Les Anges déchus par Ripailloux
Les Anges Déchus, film de Wong Kar-Wai, absolument indescriptible.
Enfin non, rien n'est indescriptible, mais ça risque d'être difficile d'exprimer ce qui ressort de cette œuvre impressionnante.
Kar-Wai nous impose ici une mise en scène pratiquement épileptique. On est pas dans quelque chose d'insoutenable ou de profondément saccadé, mais il faut le reconnaître, les angles de caméra, les choix de mise en scène, les différents plans sont d'une excentricité assez rare. Le réalisateur prend le parti de centrer sa camera sur les personnages avec une proximité parfois pratiquement oppressante. Cette réalisation amène à une intimité en relation avec le propos du film. Nous sommes presque voyeurs par moment (les scènes avec l'associée du tueur), et en proximité constante avec les personnages..
Cette intimité amène à une constante mise en valeur des sentiments, des relations, des impressions que subissent les personnages...
Parlons-en justement des personnages. Cet espèce de triangle, que l'on pourra difficilement appeller triangle amoureux, mais qui est pourtant tout à fait en relation, est fascinant. Chacun apporte sa pierre à l'édifice. Leurs personnalités sont très différentes, mais tous sont touchants, fascinants, parfois aussi inquiétants...
Le muet est mon préféré, il amène un décalage exceptionnel à l'histoire, et son histoire est d'une folie pure.
Les deux autres sont également parfaits, leur relation qui n'est faite que d'idée, de pratiquement rien, est d'une puissance remarquable.

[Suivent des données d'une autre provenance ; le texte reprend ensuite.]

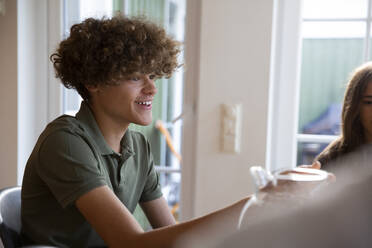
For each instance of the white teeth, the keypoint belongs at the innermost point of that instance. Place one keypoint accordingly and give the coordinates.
(144, 103)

Le film draine en lui une force, une sensualité énorme, une espèce de côté pratiquement psychédélique par instants, qui fascine, qui emporte. L'esthétique est à ce point de vue des plus géniales. Les décors urbains, de nuit en permanence, d'extérieurs ou d'intérieurs, serrés, fins, oppressants, amènent à créer cette terrible ambiance, cette douce folie qui s'empare progressivement de nous.
Le metro, qui défile, toujours au même endroit, les gares, les stations, les bars, les salons de coiffure... On est dans un Hong-Kong malfamé et pratiquement effrayant par moments, dans lequel les sens s'exaltent (à la manière d'un In The Mood For Love quelques années plus tard). C'est une véritable prouesse.
Les scènes cultes s'enchaînent, la scène du jukebox, et sa sexualité enivrante, le long passage avec la caméra, et les différentes chevauchées en moto... C'est tellement fort. Chaque personnage, à travers son récit, nous emmène dans son univers. On en ressort lessivé, subjugué, aucun n'est un modèle mais tous on en eux une profonde humanité, autant dans ce qu'elle a de plus beau qu'elle a de plus sombre.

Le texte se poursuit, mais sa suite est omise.